Setting up your classpath for these compilations can be either really simple or really difficult. Many application servers provide a script that can be run to set up all the environment variables. Running this script takes care of all the classpath issues for you, and your compilations will be a piece of cake (refer to Appendix D and Appendix E for these details for the Sun J2EE reference implementation). Or, you may have to manually add the entries needed to your classpath. You should consider creating your own script in these cases, and then bothering your server vendor until they provide you with a prebuilt script. Unfortunately, the libraries are packaged differently with every server (for example, in Weblogic there is one giant JAR, and in jBoss there are individual JARs for each API), so I can’t tell you exactly what to type. Just look for a script; it’s almost always there.

Correct any errors you receive by referring to the text. Once you’ve compiled the source, you should have the directory structure shown in Figure 4-2. Notice that I have build/ and deploy/ directories in place before compilation and deployment to segregate my files. You should create these as well (or use your own structure, of course).

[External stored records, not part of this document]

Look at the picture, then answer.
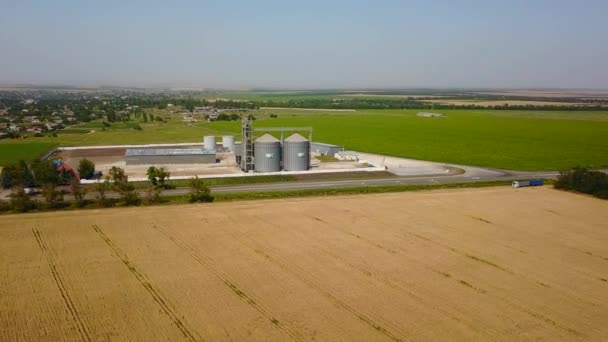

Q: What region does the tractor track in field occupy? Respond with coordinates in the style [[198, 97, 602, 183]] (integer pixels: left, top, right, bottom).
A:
[[93, 225, 198, 342], [306, 216, 587, 339], [32, 228, 92, 341], [255, 214, 504, 341], [152, 224, 302, 341], [226, 216, 413, 342]]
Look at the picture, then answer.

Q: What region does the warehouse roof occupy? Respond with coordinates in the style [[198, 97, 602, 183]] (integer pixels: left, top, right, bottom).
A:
[[285, 133, 308, 142], [126, 148, 215, 157], [255, 133, 279, 142]]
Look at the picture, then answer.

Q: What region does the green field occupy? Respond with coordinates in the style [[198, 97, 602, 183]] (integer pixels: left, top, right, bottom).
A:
[[0, 139, 57, 166], [0, 110, 608, 170], [209, 110, 608, 170]]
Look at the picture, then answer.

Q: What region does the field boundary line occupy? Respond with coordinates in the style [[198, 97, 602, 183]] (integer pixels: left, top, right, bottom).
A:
[[32, 228, 92, 341], [93, 225, 197, 342], [226, 220, 410, 342], [152, 224, 302, 341]]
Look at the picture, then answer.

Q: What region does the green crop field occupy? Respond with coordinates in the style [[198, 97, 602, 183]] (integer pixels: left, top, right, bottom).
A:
[[0, 109, 608, 170], [0, 139, 57, 165], [209, 110, 608, 170]]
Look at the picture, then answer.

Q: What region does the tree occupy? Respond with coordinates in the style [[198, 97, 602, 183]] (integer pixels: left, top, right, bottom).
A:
[[146, 166, 158, 186], [146, 186, 162, 204], [0, 164, 19, 189], [78, 158, 95, 179], [95, 176, 112, 207], [17, 160, 36, 188], [157, 166, 171, 189], [108, 166, 141, 205], [188, 177, 213, 203], [30, 159, 60, 186], [42, 183, 63, 209], [70, 178, 87, 207], [146, 166, 171, 189]]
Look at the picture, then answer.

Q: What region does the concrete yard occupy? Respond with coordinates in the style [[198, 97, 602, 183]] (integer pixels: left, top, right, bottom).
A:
[[0, 187, 608, 341]]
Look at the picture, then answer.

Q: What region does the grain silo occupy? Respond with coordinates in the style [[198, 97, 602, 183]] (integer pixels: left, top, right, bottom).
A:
[[234, 143, 243, 165], [253, 134, 281, 172], [283, 133, 310, 171], [203, 135, 216, 151], [222, 135, 234, 152]]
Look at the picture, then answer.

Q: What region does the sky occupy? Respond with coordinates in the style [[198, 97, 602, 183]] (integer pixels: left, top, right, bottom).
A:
[[0, 0, 608, 89]]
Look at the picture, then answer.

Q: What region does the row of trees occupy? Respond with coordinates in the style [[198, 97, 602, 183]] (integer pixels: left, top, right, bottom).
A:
[[0, 159, 95, 189], [554, 167, 608, 199], [0, 166, 213, 212]]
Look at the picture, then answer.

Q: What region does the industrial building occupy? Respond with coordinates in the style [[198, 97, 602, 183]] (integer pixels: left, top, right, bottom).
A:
[[222, 135, 235, 152], [125, 148, 216, 165], [253, 134, 281, 172], [310, 142, 344, 156], [203, 135, 217, 152], [283, 133, 310, 171]]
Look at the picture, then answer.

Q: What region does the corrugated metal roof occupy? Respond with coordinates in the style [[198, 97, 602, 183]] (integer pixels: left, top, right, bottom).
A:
[[311, 142, 341, 148], [285, 133, 308, 142], [255, 133, 279, 143], [126, 148, 215, 156]]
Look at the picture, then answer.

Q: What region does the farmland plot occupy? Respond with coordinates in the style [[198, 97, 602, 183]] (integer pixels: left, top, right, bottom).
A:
[[0, 188, 608, 341]]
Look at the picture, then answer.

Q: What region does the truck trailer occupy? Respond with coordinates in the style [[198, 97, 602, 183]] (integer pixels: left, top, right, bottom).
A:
[[511, 179, 545, 188]]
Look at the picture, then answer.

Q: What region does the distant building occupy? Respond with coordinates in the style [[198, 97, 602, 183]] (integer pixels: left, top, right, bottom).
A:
[[310, 142, 344, 156], [334, 151, 359, 161], [416, 113, 445, 118], [125, 148, 216, 165]]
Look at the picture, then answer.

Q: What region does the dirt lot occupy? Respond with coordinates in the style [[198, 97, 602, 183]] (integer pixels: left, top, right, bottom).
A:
[[0, 187, 608, 341]]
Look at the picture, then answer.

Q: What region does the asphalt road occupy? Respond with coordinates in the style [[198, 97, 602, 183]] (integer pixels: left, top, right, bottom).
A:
[[0, 168, 559, 200]]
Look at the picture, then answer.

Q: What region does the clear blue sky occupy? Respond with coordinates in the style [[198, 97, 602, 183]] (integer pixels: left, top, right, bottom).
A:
[[0, 0, 608, 89]]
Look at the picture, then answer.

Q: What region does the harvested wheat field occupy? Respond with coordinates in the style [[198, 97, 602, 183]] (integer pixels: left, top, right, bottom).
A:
[[0, 187, 608, 341]]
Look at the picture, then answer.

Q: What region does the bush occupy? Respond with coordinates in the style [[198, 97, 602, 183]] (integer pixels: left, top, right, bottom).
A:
[[0, 160, 36, 189], [42, 184, 63, 209], [9, 186, 38, 213], [95, 177, 112, 207], [30, 159, 61, 186], [188, 177, 213, 203], [121, 188, 141, 206], [70, 178, 87, 208], [0, 200, 11, 213], [78, 158, 95, 179], [145, 186, 162, 204], [553, 167, 608, 199]]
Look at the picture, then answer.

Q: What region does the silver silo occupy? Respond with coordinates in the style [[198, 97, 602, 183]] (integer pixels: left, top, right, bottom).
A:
[[253, 134, 281, 172], [234, 143, 243, 157], [283, 133, 310, 171], [203, 135, 216, 151], [222, 135, 234, 152]]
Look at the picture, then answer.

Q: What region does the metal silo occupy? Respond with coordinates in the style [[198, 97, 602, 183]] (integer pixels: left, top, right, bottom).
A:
[[222, 135, 234, 152], [283, 133, 310, 171], [203, 135, 216, 151], [234, 143, 243, 157], [253, 134, 281, 172]]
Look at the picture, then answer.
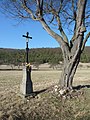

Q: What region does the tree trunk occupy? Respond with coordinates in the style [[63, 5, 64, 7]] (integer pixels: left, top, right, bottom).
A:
[[60, 35, 83, 89], [60, 55, 80, 89]]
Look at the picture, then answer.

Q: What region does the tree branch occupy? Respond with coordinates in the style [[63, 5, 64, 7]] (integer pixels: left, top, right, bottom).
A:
[[40, 18, 64, 44], [56, 15, 69, 43], [22, 1, 41, 21]]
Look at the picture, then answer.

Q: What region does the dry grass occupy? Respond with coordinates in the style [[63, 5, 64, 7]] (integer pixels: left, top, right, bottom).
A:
[[0, 69, 90, 120]]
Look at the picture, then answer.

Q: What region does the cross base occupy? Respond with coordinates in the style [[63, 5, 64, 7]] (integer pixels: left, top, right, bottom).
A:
[[20, 67, 33, 97]]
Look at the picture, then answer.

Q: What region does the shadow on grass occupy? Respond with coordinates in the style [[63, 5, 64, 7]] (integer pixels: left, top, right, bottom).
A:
[[34, 88, 48, 95], [73, 85, 90, 90]]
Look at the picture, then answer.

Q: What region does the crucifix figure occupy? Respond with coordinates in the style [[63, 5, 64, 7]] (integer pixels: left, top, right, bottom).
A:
[[20, 32, 33, 97]]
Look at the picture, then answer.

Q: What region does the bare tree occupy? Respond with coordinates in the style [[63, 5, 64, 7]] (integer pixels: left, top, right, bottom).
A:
[[0, 0, 90, 89]]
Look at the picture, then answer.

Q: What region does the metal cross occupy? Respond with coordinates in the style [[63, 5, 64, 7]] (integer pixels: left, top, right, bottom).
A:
[[23, 32, 32, 64]]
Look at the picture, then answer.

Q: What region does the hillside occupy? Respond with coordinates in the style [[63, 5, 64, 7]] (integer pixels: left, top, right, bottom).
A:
[[0, 47, 90, 65]]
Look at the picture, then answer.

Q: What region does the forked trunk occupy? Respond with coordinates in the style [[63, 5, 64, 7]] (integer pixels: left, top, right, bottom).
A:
[[60, 55, 80, 89]]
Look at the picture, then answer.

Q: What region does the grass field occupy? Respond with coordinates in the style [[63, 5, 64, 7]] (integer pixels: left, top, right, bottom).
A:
[[0, 69, 90, 120]]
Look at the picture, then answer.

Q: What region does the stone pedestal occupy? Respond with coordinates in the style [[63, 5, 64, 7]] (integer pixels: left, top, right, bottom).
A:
[[20, 67, 33, 97]]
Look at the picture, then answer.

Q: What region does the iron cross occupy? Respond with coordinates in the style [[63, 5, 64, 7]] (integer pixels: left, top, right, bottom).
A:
[[23, 32, 32, 64], [23, 32, 32, 39]]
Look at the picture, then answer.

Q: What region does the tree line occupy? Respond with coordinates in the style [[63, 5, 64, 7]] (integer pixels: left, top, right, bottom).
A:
[[0, 47, 90, 65]]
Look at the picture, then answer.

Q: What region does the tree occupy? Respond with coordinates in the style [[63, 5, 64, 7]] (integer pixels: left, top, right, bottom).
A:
[[0, 0, 90, 89]]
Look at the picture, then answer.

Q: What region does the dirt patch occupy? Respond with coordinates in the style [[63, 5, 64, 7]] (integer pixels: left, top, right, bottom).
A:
[[0, 70, 90, 120]]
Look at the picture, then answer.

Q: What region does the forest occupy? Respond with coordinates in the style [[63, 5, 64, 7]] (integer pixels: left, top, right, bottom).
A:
[[0, 47, 90, 65]]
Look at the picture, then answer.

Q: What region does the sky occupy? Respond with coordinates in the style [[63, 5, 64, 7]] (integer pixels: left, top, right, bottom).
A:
[[0, 13, 90, 49]]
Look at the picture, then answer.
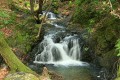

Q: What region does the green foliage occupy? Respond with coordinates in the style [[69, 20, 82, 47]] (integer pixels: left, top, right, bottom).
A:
[[73, 0, 110, 27], [0, 10, 16, 25], [115, 39, 120, 56]]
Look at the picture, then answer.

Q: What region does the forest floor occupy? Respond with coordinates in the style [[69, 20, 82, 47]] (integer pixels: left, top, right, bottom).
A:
[[0, 0, 74, 80]]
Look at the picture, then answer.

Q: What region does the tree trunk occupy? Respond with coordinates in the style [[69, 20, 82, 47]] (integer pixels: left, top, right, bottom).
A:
[[0, 35, 36, 74]]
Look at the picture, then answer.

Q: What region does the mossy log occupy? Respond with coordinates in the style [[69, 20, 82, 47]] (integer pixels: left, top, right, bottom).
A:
[[0, 35, 36, 74]]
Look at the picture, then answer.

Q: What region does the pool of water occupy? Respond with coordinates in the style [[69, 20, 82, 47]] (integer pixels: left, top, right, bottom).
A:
[[35, 65, 98, 80]]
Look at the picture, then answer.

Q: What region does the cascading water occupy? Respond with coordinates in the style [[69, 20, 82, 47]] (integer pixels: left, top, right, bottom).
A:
[[34, 34, 87, 66], [32, 12, 99, 80]]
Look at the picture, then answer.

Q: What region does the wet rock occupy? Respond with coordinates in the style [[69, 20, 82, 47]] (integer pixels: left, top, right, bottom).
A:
[[4, 72, 39, 80]]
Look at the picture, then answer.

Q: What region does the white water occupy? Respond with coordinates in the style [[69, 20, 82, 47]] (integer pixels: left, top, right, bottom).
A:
[[34, 34, 88, 66]]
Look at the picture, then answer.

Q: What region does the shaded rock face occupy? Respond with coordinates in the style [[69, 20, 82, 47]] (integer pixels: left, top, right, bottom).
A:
[[4, 72, 39, 80], [90, 16, 120, 80]]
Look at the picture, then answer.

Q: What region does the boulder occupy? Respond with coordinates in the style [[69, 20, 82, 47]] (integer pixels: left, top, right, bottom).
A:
[[4, 72, 39, 80]]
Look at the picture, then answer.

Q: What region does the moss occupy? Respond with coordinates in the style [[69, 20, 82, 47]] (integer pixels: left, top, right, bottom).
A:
[[0, 35, 35, 73]]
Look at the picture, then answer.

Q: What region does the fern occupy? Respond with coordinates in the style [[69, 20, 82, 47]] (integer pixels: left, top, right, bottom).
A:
[[115, 39, 120, 56]]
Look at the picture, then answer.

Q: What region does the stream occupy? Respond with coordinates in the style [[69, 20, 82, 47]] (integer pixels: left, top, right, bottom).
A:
[[33, 12, 101, 80]]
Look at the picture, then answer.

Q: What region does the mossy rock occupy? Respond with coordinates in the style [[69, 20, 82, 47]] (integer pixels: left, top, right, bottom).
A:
[[100, 49, 117, 69], [115, 77, 120, 80], [4, 72, 39, 80]]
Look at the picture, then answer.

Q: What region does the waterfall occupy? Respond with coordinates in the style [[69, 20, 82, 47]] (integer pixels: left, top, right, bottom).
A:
[[34, 34, 88, 65]]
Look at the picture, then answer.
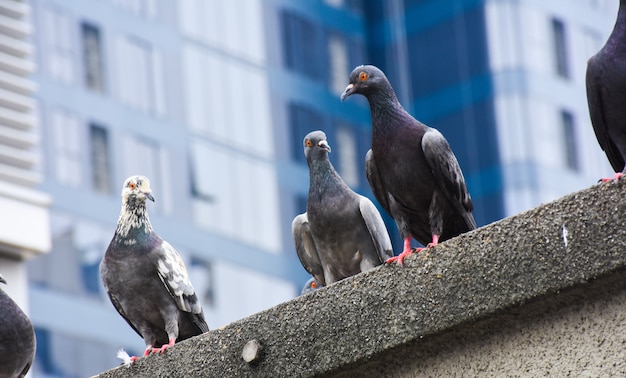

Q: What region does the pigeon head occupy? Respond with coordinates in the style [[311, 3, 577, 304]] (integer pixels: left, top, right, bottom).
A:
[[303, 130, 330, 161], [341, 66, 395, 101], [122, 176, 154, 203]]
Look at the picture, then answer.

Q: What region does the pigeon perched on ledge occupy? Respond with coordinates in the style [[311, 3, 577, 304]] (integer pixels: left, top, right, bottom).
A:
[[292, 131, 393, 286], [0, 275, 36, 378], [586, 0, 626, 181], [341, 66, 476, 265], [100, 176, 209, 360]]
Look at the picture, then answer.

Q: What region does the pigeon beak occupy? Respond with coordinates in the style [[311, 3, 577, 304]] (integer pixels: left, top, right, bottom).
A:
[[317, 140, 330, 152], [340, 84, 356, 101]]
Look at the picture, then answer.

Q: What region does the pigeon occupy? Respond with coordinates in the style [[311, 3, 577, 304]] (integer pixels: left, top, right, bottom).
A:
[[292, 131, 393, 286], [100, 176, 209, 361], [0, 275, 36, 377], [300, 277, 322, 295], [586, 0, 626, 181], [341, 66, 476, 265]]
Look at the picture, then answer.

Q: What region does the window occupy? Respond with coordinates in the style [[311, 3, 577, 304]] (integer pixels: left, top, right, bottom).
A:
[[89, 123, 111, 194], [177, 0, 266, 64], [183, 47, 274, 158], [41, 7, 75, 84], [289, 104, 324, 164], [328, 34, 350, 94], [122, 135, 173, 214], [281, 11, 327, 81], [552, 18, 570, 79], [330, 125, 359, 188], [81, 22, 105, 93], [112, 0, 158, 19], [50, 110, 83, 187], [190, 140, 281, 252], [117, 38, 165, 116], [324, 0, 345, 8], [561, 110, 580, 171]]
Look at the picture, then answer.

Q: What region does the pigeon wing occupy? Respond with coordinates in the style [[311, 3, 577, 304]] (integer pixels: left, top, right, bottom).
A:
[[291, 213, 326, 286], [157, 241, 202, 314], [422, 128, 476, 219], [106, 288, 143, 338], [585, 55, 624, 172], [359, 196, 393, 262]]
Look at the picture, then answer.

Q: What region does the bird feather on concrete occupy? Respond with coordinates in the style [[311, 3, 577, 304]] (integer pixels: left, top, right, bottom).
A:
[[341, 66, 476, 265]]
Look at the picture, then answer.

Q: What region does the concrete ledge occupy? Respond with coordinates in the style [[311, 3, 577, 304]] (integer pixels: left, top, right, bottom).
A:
[[92, 180, 626, 378]]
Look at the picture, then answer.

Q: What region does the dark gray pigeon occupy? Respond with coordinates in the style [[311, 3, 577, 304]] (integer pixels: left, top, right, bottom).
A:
[[341, 66, 476, 265], [586, 0, 626, 181], [0, 275, 36, 377], [100, 176, 209, 361], [300, 277, 322, 295], [292, 131, 393, 286]]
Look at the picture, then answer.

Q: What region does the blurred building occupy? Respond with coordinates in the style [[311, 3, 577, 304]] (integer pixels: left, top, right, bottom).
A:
[[365, 0, 619, 221], [25, 0, 617, 377], [0, 1, 50, 328]]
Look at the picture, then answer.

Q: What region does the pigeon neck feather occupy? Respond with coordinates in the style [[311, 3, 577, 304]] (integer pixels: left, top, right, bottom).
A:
[[115, 198, 152, 237]]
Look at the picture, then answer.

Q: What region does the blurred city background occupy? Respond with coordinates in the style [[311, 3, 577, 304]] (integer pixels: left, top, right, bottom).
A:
[[0, 0, 619, 377]]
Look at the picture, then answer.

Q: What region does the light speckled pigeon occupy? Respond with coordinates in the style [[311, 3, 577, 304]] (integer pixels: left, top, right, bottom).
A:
[[341, 66, 476, 265], [292, 131, 393, 286], [0, 276, 36, 377], [586, 0, 626, 181], [100, 176, 209, 360], [300, 277, 322, 295]]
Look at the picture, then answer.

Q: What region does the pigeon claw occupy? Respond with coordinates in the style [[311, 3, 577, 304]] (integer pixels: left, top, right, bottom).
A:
[[598, 172, 624, 182], [385, 248, 425, 266]]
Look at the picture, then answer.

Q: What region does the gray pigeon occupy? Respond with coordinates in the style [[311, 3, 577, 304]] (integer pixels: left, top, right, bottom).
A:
[[586, 0, 626, 181], [0, 275, 36, 377], [292, 131, 393, 286], [100, 176, 209, 361], [341, 66, 476, 265], [300, 277, 322, 295]]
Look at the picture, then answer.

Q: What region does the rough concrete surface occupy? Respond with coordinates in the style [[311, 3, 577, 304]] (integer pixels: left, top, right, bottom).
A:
[[92, 180, 626, 378]]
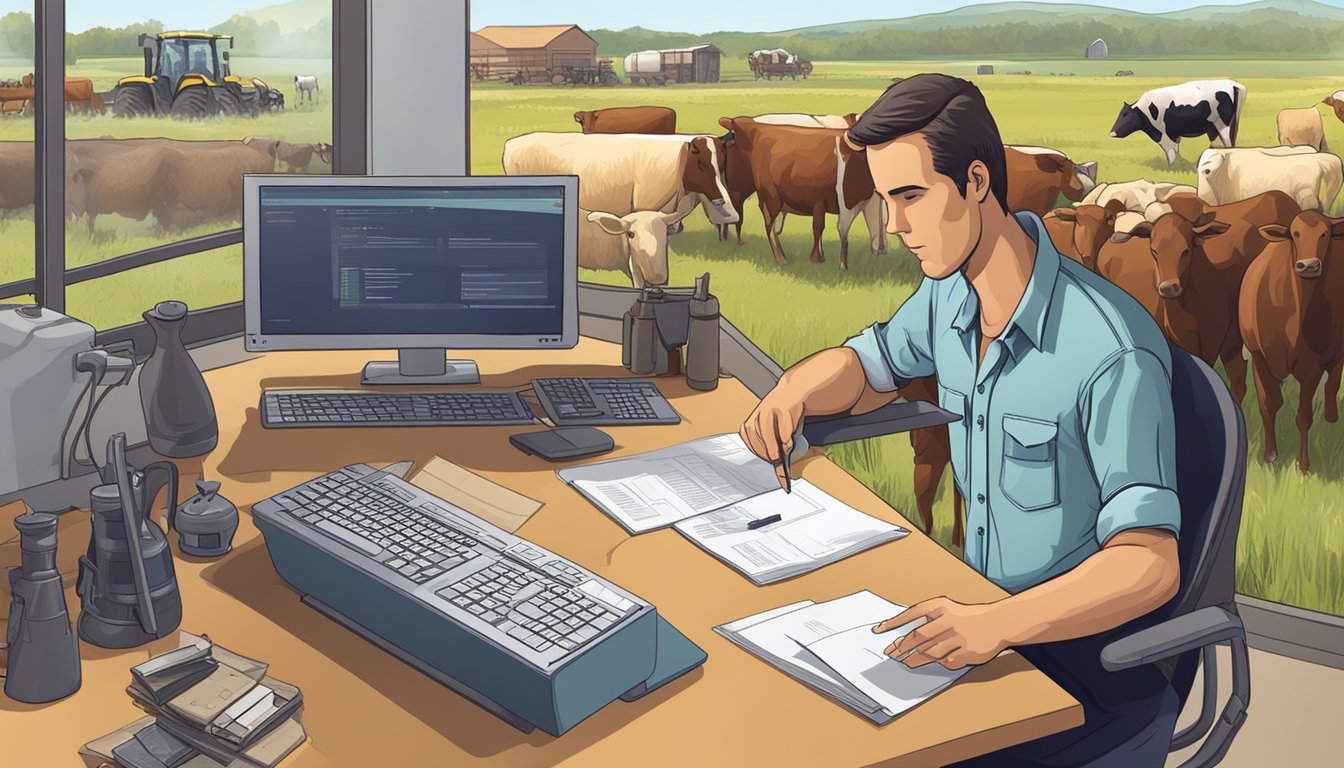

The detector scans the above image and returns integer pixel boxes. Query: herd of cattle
[0,137,332,231]
[516,81,1344,542]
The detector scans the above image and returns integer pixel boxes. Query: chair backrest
[1161,344,1246,617]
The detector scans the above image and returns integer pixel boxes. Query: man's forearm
[778,347,896,416]
[996,530,1180,646]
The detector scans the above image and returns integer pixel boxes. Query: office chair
[1101,344,1251,768]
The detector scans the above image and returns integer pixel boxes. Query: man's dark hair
[845,74,1008,213]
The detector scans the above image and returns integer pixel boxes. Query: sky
[0,0,1344,34]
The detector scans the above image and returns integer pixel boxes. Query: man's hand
[872,597,1013,670]
[738,382,805,488]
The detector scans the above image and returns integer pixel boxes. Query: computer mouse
[508,426,616,461]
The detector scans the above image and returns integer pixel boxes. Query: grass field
[0,59,1344,615]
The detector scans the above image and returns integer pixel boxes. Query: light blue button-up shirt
[844,211,1180,592]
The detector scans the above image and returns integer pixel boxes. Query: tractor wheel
[112,86,155,117]
[171,85,216,120]
[214,85,244,117]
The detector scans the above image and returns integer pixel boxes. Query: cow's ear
[1035,155,1066,174]
[1261,225,1288,242]
[587,211,630,235]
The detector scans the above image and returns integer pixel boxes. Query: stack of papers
[714,590,966,725]
[556,434,910,584]
[81,632,306,768]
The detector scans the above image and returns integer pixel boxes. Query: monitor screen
[247,178,573,346]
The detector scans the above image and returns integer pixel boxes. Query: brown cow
[1238,211,1344,475]
[1114,191,1301,402]
[574,106,676,133]
[1042,200,1125,272]
[719,117,874,269]
[1004,147,1097,217]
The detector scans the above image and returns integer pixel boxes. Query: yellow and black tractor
[112,32,285,118]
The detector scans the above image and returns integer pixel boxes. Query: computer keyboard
[261,389,536,428]
[532,377,681,426]
[253,464,659,736]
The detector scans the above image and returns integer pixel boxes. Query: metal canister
[685,272,719,390]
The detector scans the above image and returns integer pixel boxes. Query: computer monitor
[243,175,579,385]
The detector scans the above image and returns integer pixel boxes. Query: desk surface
[0,338,1082,768]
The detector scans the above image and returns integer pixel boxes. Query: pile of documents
[81,632,306,768]
[714,590,966,725]
[556,434,910,584]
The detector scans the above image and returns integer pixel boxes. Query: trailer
[747,48,812,79]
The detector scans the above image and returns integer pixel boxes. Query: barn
[472,24,597,79]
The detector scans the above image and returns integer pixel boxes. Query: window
[0,7,35,303]
[65,0,333,330]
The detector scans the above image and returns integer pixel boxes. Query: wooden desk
[0,338,1082,768]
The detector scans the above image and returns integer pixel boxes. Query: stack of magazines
[81,632,306,768]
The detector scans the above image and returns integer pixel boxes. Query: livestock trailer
[625,43,722,85]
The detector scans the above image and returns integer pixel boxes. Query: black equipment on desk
[532,377,681,426]
[261,390,536,428]
[253,464,706,736]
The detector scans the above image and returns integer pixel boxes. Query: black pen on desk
[747,514,784,531]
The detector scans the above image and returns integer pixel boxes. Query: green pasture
[0,58,1344,615]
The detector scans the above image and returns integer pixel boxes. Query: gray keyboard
[253,464,653,668]
[261,389,536,428]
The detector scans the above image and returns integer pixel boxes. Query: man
[741,74,1180,767]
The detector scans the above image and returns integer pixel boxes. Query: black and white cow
[1110,79,1246,167]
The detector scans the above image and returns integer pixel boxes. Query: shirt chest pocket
[999,414,1059,511]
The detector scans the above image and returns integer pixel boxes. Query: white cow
[503,133,739,288]
[294,75,321,104]
[1196,147,1344,213]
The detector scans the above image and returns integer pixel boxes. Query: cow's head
[1111,213,1231,299]
[1052,200,1125,270]
[1110,102,1146,139]
[1259,211,1344,284]
[587,195,695,288]
[681,136,741,225]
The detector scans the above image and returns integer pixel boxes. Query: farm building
[472,24,597,79]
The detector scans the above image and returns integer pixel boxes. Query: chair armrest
[1101,605,1246,673]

Directory structure for office entity bean

Figure 4-2. Directory structure for office entity bean

Next, you need to create a JAR file of these classes and the deployment descriptor. Create it with the name forethoughtEntities.jar, as shown:

galadriel:/dev/javaentI $ cd build

galadriel:/dev/javaentI/build $ jar cvf ../deploy/forethoughtEntities.jar com \
                                    META-INF/ejb-jar.xml
added manifest
adding: com/(in = 0) (out= 0)(stored 0%)
adding: com/forethought/(in = 0) (out= 0)(stored 0%)
adding: com/forethought/ejb/(in = 0) (out= 0)(stored 0%)
adding: com/forethought/ejb/office/(in = 0) (out= 0)(stored 0%)
adding: com/forethought/ejb/office/Office.class(in = 439) (out= 280)(deflated 
36%)
adding: com/forethought/ejb/office/OfficeBean.class(in = 805) (out= 445)
(deflated 44%)
adding: com/forethought/ejb/office/OfficeHome.class(in = 480) (out= 260)
(deflated 45%)
adding: com/forethought/ejb/util/(in = 0) (out= 0)(stored 0%)
adding: com/forethought/ejb/util/EntityAdapter.class(in = 831) (out= 388)
(deflated 53%)
adding: META-INF/ejb-jar.xml(in = 1038) (out= 430)(deflated 58%)

With this archive ready for use, you can refer to Appendix D for instructions on taking the JAR from its current state to a deployable, CMP entity bean and descriptor.